Trumka, speaking at an employment conference co-sponsored with the Economic Policy Institute (viewable here), made infrastructure No. 2 in his five-point jobs plan. Pointing to estimates that the nation’s unmet physical repair needs are nearing $3 billion, he said:

Every dollar spent on infrastructure employs workers all
down the supply chain in construction, manufacturing, design and
engineering – and we need to be sure these dollars create U.S. jobs and
develop badly needed U.S. industrial capacity. And we
need to invest in good green jobs – green technology, energy-efficient
retrofits of public buildings and the smart power grid.
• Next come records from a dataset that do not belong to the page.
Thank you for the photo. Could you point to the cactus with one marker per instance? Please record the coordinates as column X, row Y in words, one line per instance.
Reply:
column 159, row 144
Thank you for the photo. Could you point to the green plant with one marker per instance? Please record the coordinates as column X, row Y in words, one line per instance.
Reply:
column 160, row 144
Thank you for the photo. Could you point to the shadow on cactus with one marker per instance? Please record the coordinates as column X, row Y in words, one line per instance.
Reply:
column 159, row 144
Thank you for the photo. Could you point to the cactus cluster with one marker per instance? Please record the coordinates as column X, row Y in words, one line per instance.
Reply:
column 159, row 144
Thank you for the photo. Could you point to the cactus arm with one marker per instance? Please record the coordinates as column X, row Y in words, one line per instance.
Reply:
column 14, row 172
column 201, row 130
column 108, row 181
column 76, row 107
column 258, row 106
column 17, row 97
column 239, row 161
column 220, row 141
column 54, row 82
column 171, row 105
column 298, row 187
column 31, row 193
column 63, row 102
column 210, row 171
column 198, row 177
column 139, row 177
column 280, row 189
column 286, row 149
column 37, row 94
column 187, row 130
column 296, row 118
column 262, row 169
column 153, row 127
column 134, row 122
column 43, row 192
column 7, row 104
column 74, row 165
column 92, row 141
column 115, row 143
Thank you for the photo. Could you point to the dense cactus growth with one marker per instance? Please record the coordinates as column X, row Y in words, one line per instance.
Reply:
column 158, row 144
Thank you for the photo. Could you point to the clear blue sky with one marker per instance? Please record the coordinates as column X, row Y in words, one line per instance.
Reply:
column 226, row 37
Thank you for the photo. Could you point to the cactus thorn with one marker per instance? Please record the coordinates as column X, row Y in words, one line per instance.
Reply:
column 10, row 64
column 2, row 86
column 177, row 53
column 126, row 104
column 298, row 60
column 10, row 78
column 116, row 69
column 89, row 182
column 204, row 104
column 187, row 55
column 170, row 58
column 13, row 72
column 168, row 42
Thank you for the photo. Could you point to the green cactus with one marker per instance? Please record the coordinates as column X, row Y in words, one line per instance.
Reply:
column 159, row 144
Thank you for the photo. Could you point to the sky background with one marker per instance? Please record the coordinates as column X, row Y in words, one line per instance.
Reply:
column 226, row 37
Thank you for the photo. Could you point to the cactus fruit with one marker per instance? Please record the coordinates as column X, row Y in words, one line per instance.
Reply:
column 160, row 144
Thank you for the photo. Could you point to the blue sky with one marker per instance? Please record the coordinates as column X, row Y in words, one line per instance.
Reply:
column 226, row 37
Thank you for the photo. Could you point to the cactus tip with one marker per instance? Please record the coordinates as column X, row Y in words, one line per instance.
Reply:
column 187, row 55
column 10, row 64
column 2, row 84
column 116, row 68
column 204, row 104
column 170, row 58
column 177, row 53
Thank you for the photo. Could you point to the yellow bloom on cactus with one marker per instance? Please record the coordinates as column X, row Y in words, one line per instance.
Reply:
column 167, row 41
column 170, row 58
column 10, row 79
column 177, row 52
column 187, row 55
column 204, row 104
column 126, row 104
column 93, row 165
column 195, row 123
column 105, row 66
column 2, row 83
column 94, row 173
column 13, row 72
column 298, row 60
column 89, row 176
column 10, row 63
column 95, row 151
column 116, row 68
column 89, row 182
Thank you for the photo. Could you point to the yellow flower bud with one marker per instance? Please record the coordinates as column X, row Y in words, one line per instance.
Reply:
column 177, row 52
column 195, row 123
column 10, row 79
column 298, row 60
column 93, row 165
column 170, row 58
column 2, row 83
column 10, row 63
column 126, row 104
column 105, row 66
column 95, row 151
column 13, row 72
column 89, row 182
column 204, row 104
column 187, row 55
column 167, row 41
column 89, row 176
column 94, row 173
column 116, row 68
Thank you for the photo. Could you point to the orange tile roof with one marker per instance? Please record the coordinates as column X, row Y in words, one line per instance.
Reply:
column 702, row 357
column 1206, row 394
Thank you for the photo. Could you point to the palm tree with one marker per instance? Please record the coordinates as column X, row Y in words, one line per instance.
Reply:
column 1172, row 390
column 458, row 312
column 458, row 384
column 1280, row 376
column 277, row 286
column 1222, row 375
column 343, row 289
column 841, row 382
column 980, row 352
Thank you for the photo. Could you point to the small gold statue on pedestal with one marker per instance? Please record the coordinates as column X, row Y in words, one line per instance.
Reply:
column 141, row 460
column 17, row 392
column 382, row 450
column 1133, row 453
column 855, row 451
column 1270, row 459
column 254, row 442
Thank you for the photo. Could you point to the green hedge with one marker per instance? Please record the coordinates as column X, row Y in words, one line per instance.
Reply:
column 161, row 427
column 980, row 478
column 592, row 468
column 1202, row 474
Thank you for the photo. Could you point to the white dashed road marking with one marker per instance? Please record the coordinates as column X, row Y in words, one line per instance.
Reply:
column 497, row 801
Before making his remarks this morning, Trumka talked job creation with
House Democrats, who are still debating the timetable for a new federal
transportation bill. The major sticking points, however, remain how to pay for the $500 billion legislation and whether infrastructure spending should be "front-loaded" into a shorter window than the usual six years.

Roll Call offers a map of the landscape today, which may sound familiar to transportation policy wonks:

The question
for Congressional leaders has been whether the spending in such a plan
could enter the economy quickly enough and how to pay for it. Some
Democrats, led by Rep. Peter DeFazio (Ore.), are pushing for a new
transaction tax on Wall Street to help rebuild Main Street, believing
it would put Republicans opposing any tax increases in the position of
backing Wall Street traders over middle-class Americans.

But
there also have been concerns that such a bill could be lampooned as
pork-laden, given that it will be packed with earmarks. The last
transportation bill, crafted when the GOP was still in charge, included
the “Bridge to Nowhere” in Alaska that became a symbol of wasteful
spending.

Leaders
kept traditional earmarks out of the stimulus package earlier this year
exactly because of that fear — although that didn’t stop Republicans,
who voted en masse against the plan, from blasting it as an unnecessary
spending spree.

The
next stimulus plan could go far beyond new roads and bridges, however.
Speaker Nancy Pelosi (D-Calif.), who has already held her own meeting
with economists who universally recommended additional spending, has
noted that Appropriations Chairman David Obey (D-Wis.) has presented an
array of potential items behind the scenes. Publicly, Pelosi — who has
eschewed the word stimulus — has mentioned such items as more aid to
cash-strapped states and a tax credit for hiring new workers.